How to connect to ANY data source using Meltano
There is one big problem with all data integration tools on the market: The data space is evolving faster than ever. New data “sources” grow like weeds, and no data integration tool is able to provide total coverage of them.
Even worse for you as a data engineer, your individual data stack is likely unique enough so that there always will be one or two connectors missing regardless of what tool you’re choosing.
That’s why Meltano is continuously investing in making it as easy as possible to build your own sources, taps and even other kinds of extensions if you like. Developing your own tap or target with Meltano takes a little as 10 minutes of your time.
Let’s look at the two ways people use to extend Meltano to fit their unique data stacks.
Making connector development fast and testable
Data engineers shouldn’t have to worry about writing too much custom code to connect to data sources. And with Meltano’s 550+ connectors, you’re quite unlikely to customize more than a few of them.
To still make this process simple, data engineers need proper wrappers around common functionality. We provide these in the format of the Meltano Singer SDK, and a cookiecutter template that will jumpstart your connector development.
(1) Modify an existing connector to fit your purposes
Our internal data team collects data from github about repositories publishing “taps” and “targets”. That means we want to search for such repositories, but we do want to filter out our own ones.
Interestingly, when we started doing this, the connector, “tap-github”, didn’t support the filtering mechanism. So we took the existing connector, and made our own version out of it, with these filtering capabilities.
Your new connector doesn’t have to be open source, you can keep it as private as you want. The process is plain and simple:
- You fork any connector, e.g. singer-io/tap-github.
- You modify it to fit your purposes. We made our version available at MeltanoLabs/tap-github.
- You use your own connector inside your Meltano project.
As you can always use any kind of “pip install” path inside the Meltano project file, you can include any variation of a connector you want, in our case it works like this (extract.meltano.yml, pip url now changed to publicly available version):
- name: tap-github namespace: tap-github pip_url: git+https://github.com/MeltanoLabs/tap-github@d99378778c0cebc446c12b552ee4fd386fdc2610 config: organizations: - MeltanoLabs - meltano stream_maps: issues: __filter__: record['type'] = 'issue' select: - repositories.* - pull_requests.* - issues.* - '!issues.body' - '!issues.title' - '!pull_requests.body' - '!pull_requests.title'
There are many other reasons to modify an existing connector, maybe it doesn’t do what you want, maybe you need to add some internal requests, maybe you need to adapt it to your environment. Whatever the reason, modifying an existing connector is even easier than writing one yourself. And even that can happen in almost 10 minutes.
(2) Build your own connector because it doesn’t exist yet
When our data team decided to use data about all the connectors we have to publish a selected aggregation back to the Meltano Hub, they realized the right target is still missing. So they took it into their own hands, and created target-yaml.
If you want to create a new connector to source data yourself, the process is really simple. Have your Python environment running, then:
- Launch the cookiecutter template by calling cookiecutter https://github.com/meltano/sdk –directory=”cookiecutter/tap-template”

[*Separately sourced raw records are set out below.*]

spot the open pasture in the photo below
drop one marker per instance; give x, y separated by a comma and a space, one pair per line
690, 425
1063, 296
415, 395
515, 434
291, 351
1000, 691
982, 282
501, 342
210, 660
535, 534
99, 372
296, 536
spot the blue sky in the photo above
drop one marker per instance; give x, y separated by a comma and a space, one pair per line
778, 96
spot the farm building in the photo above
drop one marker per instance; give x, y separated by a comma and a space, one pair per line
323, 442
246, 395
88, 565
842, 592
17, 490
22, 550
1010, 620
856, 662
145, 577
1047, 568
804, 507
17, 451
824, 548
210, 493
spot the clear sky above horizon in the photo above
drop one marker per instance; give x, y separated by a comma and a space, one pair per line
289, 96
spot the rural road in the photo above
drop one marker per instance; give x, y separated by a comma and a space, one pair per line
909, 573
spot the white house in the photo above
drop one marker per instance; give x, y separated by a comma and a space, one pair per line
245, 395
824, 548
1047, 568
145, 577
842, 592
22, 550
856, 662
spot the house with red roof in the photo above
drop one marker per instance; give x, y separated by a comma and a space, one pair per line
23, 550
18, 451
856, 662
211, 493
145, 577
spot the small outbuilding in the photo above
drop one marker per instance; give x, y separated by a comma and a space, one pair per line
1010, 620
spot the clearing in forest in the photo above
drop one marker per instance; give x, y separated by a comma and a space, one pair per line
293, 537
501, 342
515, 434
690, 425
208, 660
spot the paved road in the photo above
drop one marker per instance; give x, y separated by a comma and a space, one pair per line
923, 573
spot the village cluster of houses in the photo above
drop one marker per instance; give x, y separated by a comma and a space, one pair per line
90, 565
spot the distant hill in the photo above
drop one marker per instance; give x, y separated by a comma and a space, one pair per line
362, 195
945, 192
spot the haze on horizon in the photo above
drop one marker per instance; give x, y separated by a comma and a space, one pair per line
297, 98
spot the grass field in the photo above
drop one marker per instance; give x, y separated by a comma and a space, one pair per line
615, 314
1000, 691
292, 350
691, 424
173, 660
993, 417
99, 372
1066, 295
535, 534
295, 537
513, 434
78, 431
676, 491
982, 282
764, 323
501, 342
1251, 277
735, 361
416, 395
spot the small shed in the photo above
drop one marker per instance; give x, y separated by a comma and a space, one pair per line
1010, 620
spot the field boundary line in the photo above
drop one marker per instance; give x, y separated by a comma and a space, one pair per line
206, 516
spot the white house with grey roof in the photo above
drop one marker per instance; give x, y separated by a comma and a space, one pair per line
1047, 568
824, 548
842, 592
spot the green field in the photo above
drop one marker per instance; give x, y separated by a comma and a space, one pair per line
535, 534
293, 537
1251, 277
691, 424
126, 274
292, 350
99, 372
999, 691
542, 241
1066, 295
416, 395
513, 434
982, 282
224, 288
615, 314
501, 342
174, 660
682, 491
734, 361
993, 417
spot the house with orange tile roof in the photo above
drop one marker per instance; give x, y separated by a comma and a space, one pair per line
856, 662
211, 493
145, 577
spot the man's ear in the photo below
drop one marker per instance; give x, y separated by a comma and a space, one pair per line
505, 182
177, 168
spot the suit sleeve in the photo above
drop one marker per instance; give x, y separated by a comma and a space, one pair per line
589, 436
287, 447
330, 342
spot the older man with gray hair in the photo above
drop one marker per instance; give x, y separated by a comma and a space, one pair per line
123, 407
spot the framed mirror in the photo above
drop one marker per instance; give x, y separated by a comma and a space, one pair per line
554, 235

- Follow and answer the prompts you’ll be given
- Follow our detailed tap creation guide or check out the SDK references for yourself to quickly create the functions you need to extract your data.
- Install your newly created connector into your own Meltano project for testing, and running.

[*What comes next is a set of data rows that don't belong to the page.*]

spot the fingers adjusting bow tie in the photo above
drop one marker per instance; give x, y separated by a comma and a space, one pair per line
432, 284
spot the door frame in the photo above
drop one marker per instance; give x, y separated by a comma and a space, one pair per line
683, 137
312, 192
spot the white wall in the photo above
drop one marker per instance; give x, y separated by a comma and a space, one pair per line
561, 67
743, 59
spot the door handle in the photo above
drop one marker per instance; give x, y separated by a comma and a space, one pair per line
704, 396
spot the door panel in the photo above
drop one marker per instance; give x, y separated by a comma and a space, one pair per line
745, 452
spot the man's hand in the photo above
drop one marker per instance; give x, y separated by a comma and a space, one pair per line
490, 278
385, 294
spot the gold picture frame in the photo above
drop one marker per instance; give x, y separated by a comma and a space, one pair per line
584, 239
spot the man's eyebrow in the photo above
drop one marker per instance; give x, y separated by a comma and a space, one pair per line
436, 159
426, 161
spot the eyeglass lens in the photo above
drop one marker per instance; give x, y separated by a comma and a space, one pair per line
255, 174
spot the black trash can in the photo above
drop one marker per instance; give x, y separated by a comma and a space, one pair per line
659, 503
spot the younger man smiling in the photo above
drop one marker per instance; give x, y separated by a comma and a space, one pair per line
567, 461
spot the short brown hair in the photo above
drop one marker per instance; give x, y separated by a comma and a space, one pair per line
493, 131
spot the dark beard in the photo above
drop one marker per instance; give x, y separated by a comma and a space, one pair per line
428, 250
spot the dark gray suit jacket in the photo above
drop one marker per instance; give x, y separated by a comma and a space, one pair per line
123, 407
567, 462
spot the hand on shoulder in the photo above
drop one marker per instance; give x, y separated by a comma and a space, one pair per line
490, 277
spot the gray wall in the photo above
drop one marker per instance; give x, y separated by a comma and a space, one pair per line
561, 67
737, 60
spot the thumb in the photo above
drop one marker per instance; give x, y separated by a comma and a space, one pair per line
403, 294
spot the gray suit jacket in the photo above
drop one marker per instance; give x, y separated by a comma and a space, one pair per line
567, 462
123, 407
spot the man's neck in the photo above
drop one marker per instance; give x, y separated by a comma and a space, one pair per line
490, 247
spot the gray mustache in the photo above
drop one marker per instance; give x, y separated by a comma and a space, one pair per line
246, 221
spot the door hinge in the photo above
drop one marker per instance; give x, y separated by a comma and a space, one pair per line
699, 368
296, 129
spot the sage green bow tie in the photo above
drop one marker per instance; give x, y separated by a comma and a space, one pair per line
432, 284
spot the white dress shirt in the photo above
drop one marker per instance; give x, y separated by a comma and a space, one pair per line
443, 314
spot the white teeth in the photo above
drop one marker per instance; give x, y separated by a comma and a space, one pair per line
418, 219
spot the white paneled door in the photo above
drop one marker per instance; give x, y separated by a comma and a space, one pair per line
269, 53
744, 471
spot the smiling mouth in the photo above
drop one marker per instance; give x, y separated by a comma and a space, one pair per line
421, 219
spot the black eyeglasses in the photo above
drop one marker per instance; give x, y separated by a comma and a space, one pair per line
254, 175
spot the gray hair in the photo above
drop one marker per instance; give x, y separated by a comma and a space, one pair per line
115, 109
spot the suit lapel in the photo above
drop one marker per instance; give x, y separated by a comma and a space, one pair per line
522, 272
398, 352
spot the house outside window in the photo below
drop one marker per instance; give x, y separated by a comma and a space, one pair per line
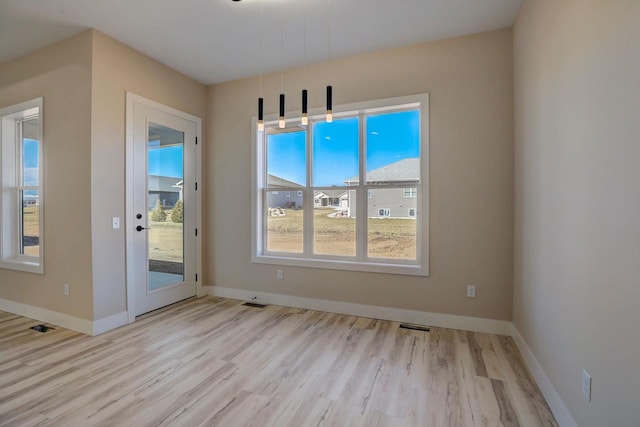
22, 201
410, 192
359, 172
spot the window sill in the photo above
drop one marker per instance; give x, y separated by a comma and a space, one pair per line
20, 265
367, 267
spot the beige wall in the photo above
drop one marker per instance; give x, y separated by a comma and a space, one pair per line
470, 84
61, 74
84, 81
577, 240
116, 70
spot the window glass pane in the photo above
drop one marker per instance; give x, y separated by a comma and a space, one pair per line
393, 147
286, 159
30, 221
30, 153
334, 223
335, 152
165, 206
284, 221
391, 229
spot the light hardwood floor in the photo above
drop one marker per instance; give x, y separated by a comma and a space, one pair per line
215, 362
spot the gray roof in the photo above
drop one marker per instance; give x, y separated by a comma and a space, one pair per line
405, 170
165, 184
276, 181
334, 194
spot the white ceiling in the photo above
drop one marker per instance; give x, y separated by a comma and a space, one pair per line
220, 40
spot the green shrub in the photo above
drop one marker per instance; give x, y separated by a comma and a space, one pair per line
158, 214
177, 212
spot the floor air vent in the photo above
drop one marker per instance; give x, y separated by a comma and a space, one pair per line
415, 327
254, 305
41, 328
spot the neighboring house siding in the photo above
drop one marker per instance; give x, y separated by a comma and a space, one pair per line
392, 199
279, 199
163, 188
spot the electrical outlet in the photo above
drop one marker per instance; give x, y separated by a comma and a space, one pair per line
471, 291
586, 385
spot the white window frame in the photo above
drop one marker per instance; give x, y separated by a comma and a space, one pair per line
418, 267
12, 184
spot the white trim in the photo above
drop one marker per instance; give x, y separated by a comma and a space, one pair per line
500, 327
360, 262
48, 316
476, 324
111, 322
557, 406
11, 179
131, 99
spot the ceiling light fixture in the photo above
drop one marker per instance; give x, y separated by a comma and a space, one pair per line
304, 119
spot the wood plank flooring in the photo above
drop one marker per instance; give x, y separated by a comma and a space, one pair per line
215, 362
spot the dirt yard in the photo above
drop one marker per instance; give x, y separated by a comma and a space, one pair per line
388, 237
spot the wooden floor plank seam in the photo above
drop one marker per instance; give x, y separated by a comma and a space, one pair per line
213, 361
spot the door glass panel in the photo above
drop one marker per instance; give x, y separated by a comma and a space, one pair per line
165, 208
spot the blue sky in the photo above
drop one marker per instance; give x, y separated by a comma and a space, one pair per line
166, 161
31, 161
391, 137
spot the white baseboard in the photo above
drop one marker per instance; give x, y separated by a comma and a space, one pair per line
77, 324
476, 324
559, 409
48, 316
111, 322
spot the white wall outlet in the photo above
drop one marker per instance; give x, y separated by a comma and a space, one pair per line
471, 291
586, 385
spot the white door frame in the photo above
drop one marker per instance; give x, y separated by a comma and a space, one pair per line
132, 99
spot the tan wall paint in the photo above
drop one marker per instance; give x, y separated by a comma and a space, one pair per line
116, 70
577, 239
61, 74
471, 94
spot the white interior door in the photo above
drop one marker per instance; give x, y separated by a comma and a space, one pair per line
161, 241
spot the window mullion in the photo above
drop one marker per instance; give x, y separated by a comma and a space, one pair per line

And that’s it! You can find detailed instructions inside our Meltano Singer SDK documentation. With 550+ connectors available to everyone and powerful customization options, Meltano is able to provide coverage of all of your data stack, no matter how niche it is.
We’re keen on making development of custom & modified connectors as easy as possible, that’s why we keep on investing in testing, templating and documentation.